Gegen die ihm danach obliegende Sorgfaltspflicht hat der Prozessbevollmächtigte des Klägers verstoßen. Der Prozessbevollmächtigte legt schon nicht dar, die Revisionsbegründungsfrist selbst berechnet zu haben, wie es aus Gründen der Richtigkeitsgewähr grundsätzlich erforderlich ist (Beschluss vom 7. März 1995 – BVerwG 9 C 390.94 – Buchholz 310 § 60 VwGO Nr. 194). Das Vorbringen zeigt auch nicht auf, dass der Ablauf der Revisionsbegründungsfrist in der Handakte notiert war, sondern ergibt lediglich die Eintragung einer „Vorfrist”, ohne deren genauen zeitlichen Bezug zum Ablauf der Rechtsmittelbegründungsfrist aufzuzeigen. Daher bestehen auch keine Anhaltspunkte dafür, dass der Prozessbevollmächtigte etwa eine bereits von seiner Mitarbeiterin berechnete Revisionsbegründungsfrist eigenverantwortlich überprüft hätte. Damit fehlt eine eigenverantwortliche Befassung mit der Frist, welche zu einer gesteigerten Aufmerksamkeit des Prozessbevollmächtigten hätte führen können.
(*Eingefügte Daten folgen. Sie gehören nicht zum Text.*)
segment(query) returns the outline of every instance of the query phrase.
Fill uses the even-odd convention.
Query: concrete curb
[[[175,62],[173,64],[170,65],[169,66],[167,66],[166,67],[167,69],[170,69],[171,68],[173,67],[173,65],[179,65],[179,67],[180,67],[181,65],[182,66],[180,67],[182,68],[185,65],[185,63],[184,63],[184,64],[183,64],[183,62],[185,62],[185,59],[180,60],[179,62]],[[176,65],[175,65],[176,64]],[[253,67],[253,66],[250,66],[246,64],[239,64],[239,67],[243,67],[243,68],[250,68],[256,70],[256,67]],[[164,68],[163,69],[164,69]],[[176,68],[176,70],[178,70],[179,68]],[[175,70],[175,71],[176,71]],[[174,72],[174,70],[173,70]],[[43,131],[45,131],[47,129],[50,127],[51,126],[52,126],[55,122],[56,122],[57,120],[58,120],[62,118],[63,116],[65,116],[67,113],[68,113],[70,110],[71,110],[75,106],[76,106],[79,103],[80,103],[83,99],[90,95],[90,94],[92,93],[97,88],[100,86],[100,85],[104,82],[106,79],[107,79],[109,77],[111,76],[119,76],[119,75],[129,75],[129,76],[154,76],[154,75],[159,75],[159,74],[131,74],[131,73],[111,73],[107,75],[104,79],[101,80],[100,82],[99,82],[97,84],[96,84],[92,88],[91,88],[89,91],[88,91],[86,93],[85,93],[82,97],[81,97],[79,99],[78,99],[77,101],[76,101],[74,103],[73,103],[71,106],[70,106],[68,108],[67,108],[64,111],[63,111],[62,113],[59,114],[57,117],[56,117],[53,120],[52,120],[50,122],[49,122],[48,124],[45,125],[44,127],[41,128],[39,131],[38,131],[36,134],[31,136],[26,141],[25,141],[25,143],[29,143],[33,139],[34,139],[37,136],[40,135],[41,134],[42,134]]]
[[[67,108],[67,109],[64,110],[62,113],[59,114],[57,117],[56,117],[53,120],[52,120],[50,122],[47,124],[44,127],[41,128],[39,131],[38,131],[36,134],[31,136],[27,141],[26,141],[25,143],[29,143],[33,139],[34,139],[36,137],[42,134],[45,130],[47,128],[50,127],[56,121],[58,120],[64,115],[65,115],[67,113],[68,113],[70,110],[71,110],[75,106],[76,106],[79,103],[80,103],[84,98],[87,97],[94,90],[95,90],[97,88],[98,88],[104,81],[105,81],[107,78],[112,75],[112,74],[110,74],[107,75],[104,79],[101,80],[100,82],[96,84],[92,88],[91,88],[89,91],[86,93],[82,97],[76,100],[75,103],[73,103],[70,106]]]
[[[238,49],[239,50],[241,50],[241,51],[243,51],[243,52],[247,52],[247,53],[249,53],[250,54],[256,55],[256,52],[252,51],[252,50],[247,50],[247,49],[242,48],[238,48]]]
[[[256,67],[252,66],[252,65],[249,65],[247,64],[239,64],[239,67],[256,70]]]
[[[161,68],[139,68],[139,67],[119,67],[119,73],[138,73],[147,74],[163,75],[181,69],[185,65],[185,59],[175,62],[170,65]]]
Selbst wenn die Berechnung der Frist dem Büropersonal überlassen werden durfte, musste jedenfalls organisatorisch sichergestellt werden, dass die Handakte auch fristgerecht vorgelegt wurde. Das setzte die Eintragung des Fristablaufs in den Fristenkalender voraus. Nach dem Gesagten muss der Rechtsanwalt, für dessen Kanzlei die Bearbeitung von Revisionsverfahren vor dem Bundesverwaltungsgericht keine Routine ist, diese Eintragung in geeigneter Weise überwachen. Dass die Eintragung im Fristenbuch „vergessen” werden kann, ist nicht ganz fernliegend und daher sowohl vorhersehbar als auch durch geeignete Vorkehrungen vermeidbar (Beschluss vom 27. August 1999 – BVerwG 7 C 16.99 –). Es ist nicht ersichtlich, dass in der Kanzlei des Prozessbevollmächtigten des Klägers ausreichende organisatorische Vorkehrungen dafür getroffen waren, dass der Ablauf der Revisionsbegründungsfrist ordnungsgemäß im Fristenkalender tatsächlich eingetragen war. Wenn sich der Prozessbevollmächtigte in einem derart wichtigen Verfahren schon nicht das Fristenbuch zur Einsichtnahme vorlegen ließ, was die sicherste Form der Überprüfung gewesen wäre, so musste er sich jedenfalls durch gezielte Nachfrage von einer Eintragung der Frist überzeugen. Dafür ist nichts ersichtlich. Allein der „Erledigungsvermerk” über die Eintragung im Fristenkalender konnte eine solche Vergewisserung nicht ersetzen, da er nicht eine „Vier-Augen-Kontrolle” bewirken konnte. Das Fehlen jeglicher Sicherung der korrekten Eintragung der Revisionsbegründungsfrist stellt einen einschneidenden Organisationsmangel dar, der es ausschließt, ein Verschulden des Prozessbevollmächtigten an der Fristversäumung zu verneinen.
Die Revision ist deshalb gemäß § 144 Abs. 1 VwGO durch Beschluss zu verwerfen. Die Entscheidung über die Kosten folgt aus § 154 Abs. 2 VwGO. Die Festsetzung des Wertes des Streitgegenstandes beruht auf § 13 Abs. 1 Satz 2 GKG.